One of my kid sisters, rather than spend a holiday alone, would go to a local church or other location to help serve a holiday meal to the needy.

Whether you take the time to reconnect with yourself or to go out and do something for someone else, I hope the spirit of the holidays chases away any possibility of feeling the blues.

December 17, 2008 - 7:27pm
Coach Virginia

Kristin, I will get a little deeper here but forgive me if I make reference to why do we have Christmas in the first place.

First of all, I do not think the word "alone" should be the concern. We are so busy with the external world that we never have time with the our OWN self. YES, we have built a big hype around Christmas and YES it is time to spend it with family, friends, co-workers, shoppers or why not ALONE! What a great opportunity you have to spend this holiday with YOU and connect with that side who you have little time to be with the rest of the year.

Long time ago in a far away place a little baby was born in a very humble Inn and a manger. No parties, no noise, no big presents, just His earthly parents, shepperds and a few animals. It was a special night for humanity, and in the Silence of that Night, the greatest Teacher and Savior was born in human form. I will reflect on this more than any other time in my life and pray for those who have had to endure suffering: illness, loneliness, financial difficulties, addiction, etc.

Peace and Love is what we need and Christmas offers us an opportunity to renew our commitment to spreading the real message.

December 18, 2008 - 12:00am
Kristin Davis (reply to Coach Virginia)

Coach Virginia, I think you've hit on something really important ... that "alone" time is all in your perspective. Thanks for reminding me of this!

December 18, 2008 - 10:07am
miscortes HERWriter Guide

I am one person that will be spending Christmas alone. I also spent Thanksgiving alone. Thanksgiving did not go over too well. I thought to myself, I would never do the holidays alone again. I cried, self-pitied, and did not answer my phone. It was horrible.

I got out of a 7 year relationship in February and these are the first holidays alone. It is not easy. Self-pity is such an overwhelming emotion. So easy to fall victim to it. For Christmas, I am trying to go to a friends house for dinner or something...just to get out of the house and force myself to be social.

I found that there is one thing that makes the loneliness feel better which would be helping someone else. I chose to work on the holiday since I knew others have families and would want to spend time with them. Especially ones with children. Christmas is such a kid day anyhow. I feel better knowing that I am volunteering myself to take a person's place that has a family.

I hope this story helps....it is not easy but I found solace with volunteer work.
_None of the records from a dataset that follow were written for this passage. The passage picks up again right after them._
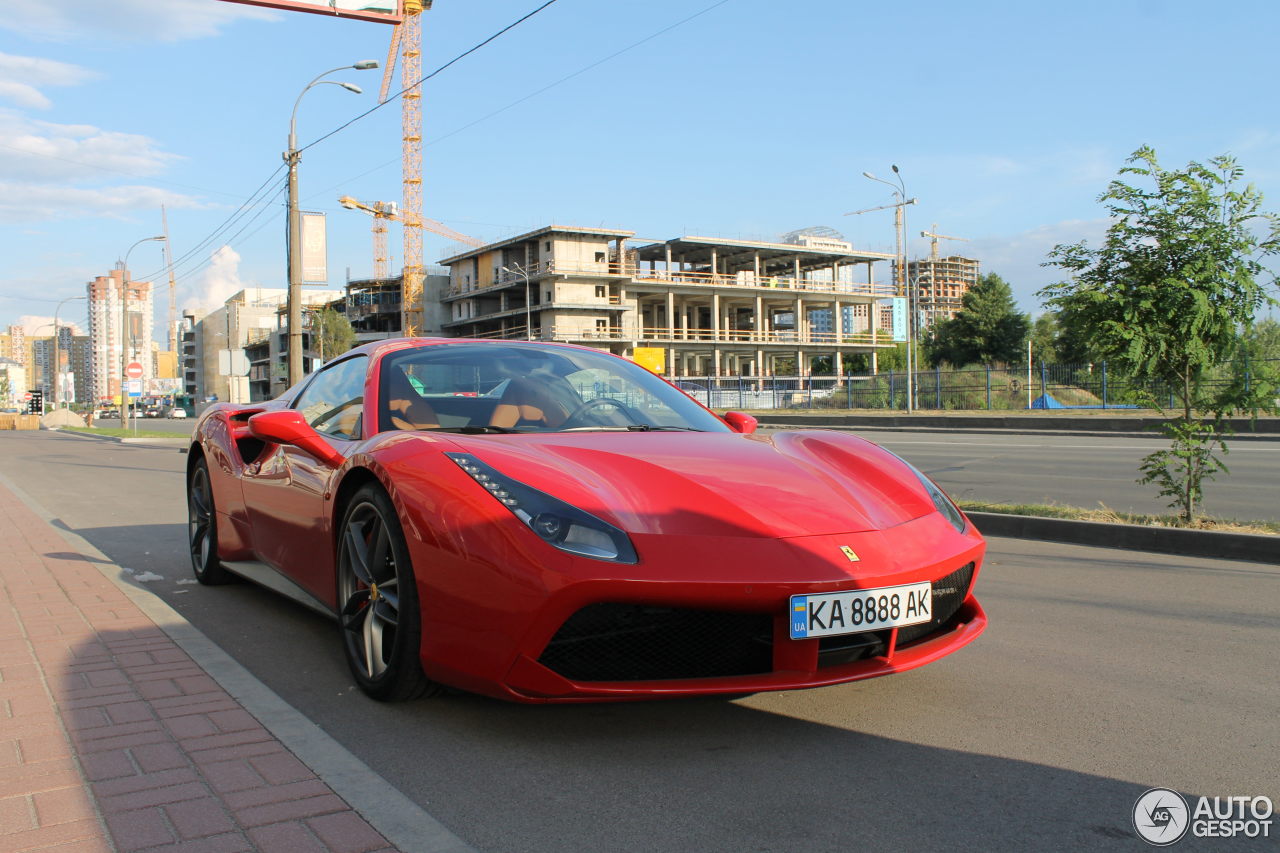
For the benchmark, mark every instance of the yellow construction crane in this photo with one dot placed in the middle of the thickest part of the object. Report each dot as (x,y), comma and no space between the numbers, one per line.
(936,237)
(382,211)
(407,40)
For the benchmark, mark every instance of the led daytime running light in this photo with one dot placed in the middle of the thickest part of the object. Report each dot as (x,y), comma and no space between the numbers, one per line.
(556,523)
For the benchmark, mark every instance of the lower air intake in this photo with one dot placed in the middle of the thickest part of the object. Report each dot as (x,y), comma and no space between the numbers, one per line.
(949,593)
(613,642)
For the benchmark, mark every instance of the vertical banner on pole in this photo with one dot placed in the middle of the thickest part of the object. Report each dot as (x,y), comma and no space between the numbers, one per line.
(315,252)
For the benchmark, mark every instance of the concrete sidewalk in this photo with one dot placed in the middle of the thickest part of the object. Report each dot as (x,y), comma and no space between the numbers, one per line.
(113,738)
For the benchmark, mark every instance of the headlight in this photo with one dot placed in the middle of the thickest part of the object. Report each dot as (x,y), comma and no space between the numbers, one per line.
(940,498)
(557,523)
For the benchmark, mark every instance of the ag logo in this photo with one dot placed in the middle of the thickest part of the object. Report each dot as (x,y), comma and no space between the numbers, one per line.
(1161,816)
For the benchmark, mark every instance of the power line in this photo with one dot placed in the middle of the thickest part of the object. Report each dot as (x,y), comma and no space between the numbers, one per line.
(215,235)
(529,96)
(464,54)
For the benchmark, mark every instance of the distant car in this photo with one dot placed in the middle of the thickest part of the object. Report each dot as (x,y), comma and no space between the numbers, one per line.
(592,534)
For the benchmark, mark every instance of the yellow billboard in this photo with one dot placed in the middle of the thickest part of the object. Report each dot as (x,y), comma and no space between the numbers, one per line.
(652,357)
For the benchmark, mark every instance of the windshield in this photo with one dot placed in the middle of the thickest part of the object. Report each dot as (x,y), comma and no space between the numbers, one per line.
(529,387)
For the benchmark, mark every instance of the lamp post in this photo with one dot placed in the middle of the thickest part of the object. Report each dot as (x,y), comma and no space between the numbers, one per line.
(529,322)
(56,359)
(124,329)
(295,250)
(900,192)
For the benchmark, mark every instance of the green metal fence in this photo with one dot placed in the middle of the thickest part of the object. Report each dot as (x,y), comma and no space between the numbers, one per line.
(1045,386)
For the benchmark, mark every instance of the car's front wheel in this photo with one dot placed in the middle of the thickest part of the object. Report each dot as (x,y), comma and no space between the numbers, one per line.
(202,528)
(380,620)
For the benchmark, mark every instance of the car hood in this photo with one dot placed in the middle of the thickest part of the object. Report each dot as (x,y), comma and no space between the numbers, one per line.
(784,484)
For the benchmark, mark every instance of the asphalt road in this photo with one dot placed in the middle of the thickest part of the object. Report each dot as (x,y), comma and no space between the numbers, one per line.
(1083,470)
(1102,674)
(1069,470)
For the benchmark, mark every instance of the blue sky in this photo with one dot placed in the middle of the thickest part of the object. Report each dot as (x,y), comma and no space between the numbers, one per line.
(746,121)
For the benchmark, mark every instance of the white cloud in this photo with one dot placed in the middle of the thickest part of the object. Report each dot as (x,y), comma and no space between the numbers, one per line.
(127,21)
(28,203)
(51,170)
(23,77)
(39,325)
(1018,258)
(39,150)
(219,282)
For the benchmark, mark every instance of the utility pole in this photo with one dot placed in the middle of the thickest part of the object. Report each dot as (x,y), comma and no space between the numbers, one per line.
(900,277)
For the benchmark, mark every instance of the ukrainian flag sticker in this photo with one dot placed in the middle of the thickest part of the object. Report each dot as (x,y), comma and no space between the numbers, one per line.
(799,616)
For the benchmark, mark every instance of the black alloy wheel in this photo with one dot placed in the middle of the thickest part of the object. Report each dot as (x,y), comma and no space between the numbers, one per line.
(379,616)
(202,528)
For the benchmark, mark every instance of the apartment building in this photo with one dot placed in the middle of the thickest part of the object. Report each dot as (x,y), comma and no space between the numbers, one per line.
(114,299)
(713,306)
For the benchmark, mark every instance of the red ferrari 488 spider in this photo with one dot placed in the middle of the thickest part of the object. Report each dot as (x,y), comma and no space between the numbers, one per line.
(548,523)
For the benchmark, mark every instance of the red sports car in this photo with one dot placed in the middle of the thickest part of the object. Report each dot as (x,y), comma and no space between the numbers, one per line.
(551,523)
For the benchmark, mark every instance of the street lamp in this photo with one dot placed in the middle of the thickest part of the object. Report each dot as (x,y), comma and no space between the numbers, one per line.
(56,360)
(529,322)
(124,331)
(295,255)
(900,192)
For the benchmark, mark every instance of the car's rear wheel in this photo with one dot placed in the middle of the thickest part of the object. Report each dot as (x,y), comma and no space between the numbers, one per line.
(202,528)
(380,620)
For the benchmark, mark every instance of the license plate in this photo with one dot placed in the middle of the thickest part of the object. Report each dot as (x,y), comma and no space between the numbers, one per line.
(860,610)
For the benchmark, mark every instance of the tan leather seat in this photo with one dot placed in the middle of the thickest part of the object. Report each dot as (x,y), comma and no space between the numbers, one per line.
(406,406)
(530,402)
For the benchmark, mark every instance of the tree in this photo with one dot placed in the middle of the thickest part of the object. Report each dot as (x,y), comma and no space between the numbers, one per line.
(987,329)
(336,333)
(1262,341)
(1168,296)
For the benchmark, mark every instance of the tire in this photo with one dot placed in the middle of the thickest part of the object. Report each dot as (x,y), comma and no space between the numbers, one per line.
(379,615)
(202,528)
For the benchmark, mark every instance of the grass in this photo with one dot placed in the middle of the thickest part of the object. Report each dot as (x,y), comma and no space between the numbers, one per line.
(1110,516)
(115,432)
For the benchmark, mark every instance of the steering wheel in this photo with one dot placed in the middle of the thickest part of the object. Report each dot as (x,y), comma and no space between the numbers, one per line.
(593,404)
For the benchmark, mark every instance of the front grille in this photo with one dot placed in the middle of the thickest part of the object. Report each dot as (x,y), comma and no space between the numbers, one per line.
(949,593)
(615,642)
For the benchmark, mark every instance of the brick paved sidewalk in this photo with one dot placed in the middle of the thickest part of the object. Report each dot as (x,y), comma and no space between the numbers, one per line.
(112,738)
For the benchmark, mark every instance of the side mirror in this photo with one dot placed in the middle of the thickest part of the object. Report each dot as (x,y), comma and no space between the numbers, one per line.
(288,427)
(737,422)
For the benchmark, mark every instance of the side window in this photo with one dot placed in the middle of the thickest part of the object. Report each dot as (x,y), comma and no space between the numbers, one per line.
(334,401)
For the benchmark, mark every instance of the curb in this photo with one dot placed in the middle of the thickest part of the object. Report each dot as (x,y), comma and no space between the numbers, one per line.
(954,427)
(1132,537)
(177,441)
(385,808)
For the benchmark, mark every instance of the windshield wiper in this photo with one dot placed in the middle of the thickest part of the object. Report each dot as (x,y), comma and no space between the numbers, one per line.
(476,429)
(630,428)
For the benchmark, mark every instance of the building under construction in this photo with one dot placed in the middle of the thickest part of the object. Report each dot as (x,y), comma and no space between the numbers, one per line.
(940,286)
(711,306)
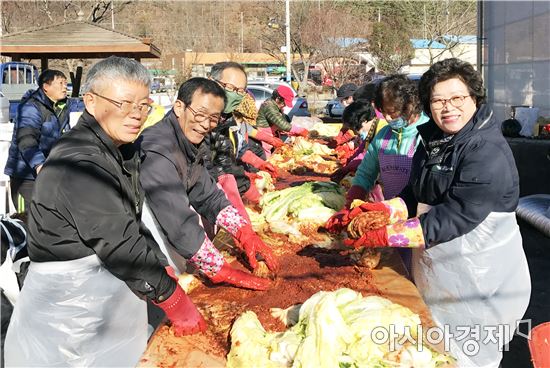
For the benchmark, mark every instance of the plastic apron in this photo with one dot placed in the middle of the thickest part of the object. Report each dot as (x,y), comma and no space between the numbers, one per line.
(267,147)
(395,170)
(476,283)
(76,314)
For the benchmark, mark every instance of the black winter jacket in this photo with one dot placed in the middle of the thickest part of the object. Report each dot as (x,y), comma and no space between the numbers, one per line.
(87,200)
(223,157)
(465,179)
(174,176)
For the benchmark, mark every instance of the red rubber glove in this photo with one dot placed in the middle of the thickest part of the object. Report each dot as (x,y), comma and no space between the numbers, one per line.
(250,242)
(402,234)
(272,170)
(229,187)
(367,207)
(252,195)
(337,222)
(269,139)
(373,238)
(339,174)
(343,136)
(180,310)
(239,278)
(298,131)
(355,192)
(252,176)
(250,158)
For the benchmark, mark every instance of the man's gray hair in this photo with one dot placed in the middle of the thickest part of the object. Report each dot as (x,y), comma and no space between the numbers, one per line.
(218,68)
(115,68)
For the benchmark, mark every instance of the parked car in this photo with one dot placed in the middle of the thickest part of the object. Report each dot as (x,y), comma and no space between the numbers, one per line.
(262,93)
(4,109)
(334,108)
(16,78)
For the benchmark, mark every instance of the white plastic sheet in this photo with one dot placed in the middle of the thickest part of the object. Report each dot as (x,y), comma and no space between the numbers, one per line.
(76,314)
(479,279)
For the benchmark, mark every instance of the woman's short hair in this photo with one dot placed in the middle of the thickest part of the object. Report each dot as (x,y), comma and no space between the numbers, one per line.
(48,76)
(106,71)
(401,92)
(218,68)
(356,113)
(448,69)
(204,85)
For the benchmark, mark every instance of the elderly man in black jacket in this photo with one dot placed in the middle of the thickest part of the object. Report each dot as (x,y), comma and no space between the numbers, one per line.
(174,177)
(92,258)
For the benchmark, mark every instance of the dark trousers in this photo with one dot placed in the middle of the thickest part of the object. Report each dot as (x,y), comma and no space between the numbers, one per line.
(21,192)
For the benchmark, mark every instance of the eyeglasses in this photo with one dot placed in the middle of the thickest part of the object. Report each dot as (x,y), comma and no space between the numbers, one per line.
(231,88)
(128,106)
(201,117)
(456,101)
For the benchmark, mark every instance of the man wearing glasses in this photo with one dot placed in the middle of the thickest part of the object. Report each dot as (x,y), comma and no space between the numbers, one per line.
(92,260)
(42,117)
(174,177)
(233,152)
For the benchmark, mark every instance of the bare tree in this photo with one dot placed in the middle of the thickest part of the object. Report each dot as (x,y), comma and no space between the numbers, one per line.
(390,44)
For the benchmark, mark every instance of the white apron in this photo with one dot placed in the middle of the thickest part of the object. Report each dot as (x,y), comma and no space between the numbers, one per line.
(474,282)
(76,314)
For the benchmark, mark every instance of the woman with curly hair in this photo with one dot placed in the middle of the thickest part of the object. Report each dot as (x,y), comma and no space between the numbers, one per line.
(468,262)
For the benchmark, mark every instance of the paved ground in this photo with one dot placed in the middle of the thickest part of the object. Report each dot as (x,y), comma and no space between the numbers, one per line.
(537,249)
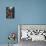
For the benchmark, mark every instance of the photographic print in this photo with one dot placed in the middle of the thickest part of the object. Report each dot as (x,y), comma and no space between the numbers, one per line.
(10,12)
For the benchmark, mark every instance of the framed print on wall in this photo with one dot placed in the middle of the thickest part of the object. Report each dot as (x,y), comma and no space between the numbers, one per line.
(10,12)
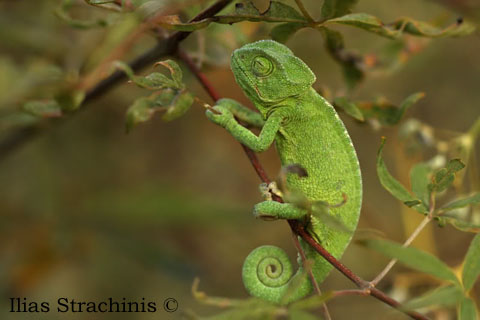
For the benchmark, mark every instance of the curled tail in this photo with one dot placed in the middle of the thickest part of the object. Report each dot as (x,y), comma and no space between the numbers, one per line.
(267,274)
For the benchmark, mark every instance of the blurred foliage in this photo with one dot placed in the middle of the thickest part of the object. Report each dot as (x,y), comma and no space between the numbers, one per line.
(92,213)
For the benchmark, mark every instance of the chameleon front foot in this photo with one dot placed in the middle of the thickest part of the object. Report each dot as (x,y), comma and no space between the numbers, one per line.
(272,210)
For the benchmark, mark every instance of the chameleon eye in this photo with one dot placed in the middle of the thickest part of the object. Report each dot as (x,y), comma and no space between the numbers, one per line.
(262,66)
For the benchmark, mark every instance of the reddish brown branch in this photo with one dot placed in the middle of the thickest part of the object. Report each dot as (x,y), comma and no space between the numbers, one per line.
(295,226)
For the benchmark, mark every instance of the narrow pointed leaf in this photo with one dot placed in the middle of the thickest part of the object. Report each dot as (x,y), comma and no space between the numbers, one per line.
(444,177)
(349,107)
(179,106)
(140,111)
(467,310)
(444,296)
(471,266)
(460,203)
(460,223)
(393,186)
(394,30)
(337,8)
(414,258)
(419,179)
(406,104)
(175,72)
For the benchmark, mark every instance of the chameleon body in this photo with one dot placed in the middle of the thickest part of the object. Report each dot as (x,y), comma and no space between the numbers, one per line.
(308,132)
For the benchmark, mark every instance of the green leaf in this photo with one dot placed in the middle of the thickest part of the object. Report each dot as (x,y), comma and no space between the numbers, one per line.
(459,222)
(460,203)
(444,177)
(140,111)
(61,13)
(444,296)
(407,103)
(70,100)
(349,107)
(471,266)
(392,185)
(179,106)
(394,30)
(175,72)
(414,258)
(467,310)
(366,22)
(276,12)
(44,109)
(336,8)
(155,80)
(384,111)
(419,179)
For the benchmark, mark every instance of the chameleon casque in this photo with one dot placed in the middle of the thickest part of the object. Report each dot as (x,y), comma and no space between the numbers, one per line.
(307,132)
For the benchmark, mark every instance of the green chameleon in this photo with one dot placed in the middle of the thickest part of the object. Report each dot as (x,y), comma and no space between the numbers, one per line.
(307,132)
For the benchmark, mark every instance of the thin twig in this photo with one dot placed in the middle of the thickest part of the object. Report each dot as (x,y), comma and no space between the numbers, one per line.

December 20, 2008 - 4:24pm
Kristin Davis (reply to miscortes)

Miscortes, I'm so sorry about what you're going through. Wish I could give you a big hug. (We both need it!!) Are you going to be able to go to a friend's house like you mentioned?

December 24, 2008 - 11:16am
Cyndi

MisCortes, just thinking about both you and Kristin now that it's Christmas Eve.

Have you made plans for Christmas Day? Does it seem doable to you?

Mis, I tihnk it's very cool that you worked on the holiday, and gave someone with a family the chance to be with their kids.

Don't forget, it's just one day. I'll be peeking in on Empowher tomorrow night, be sure to check in and let us know what and how you're doing!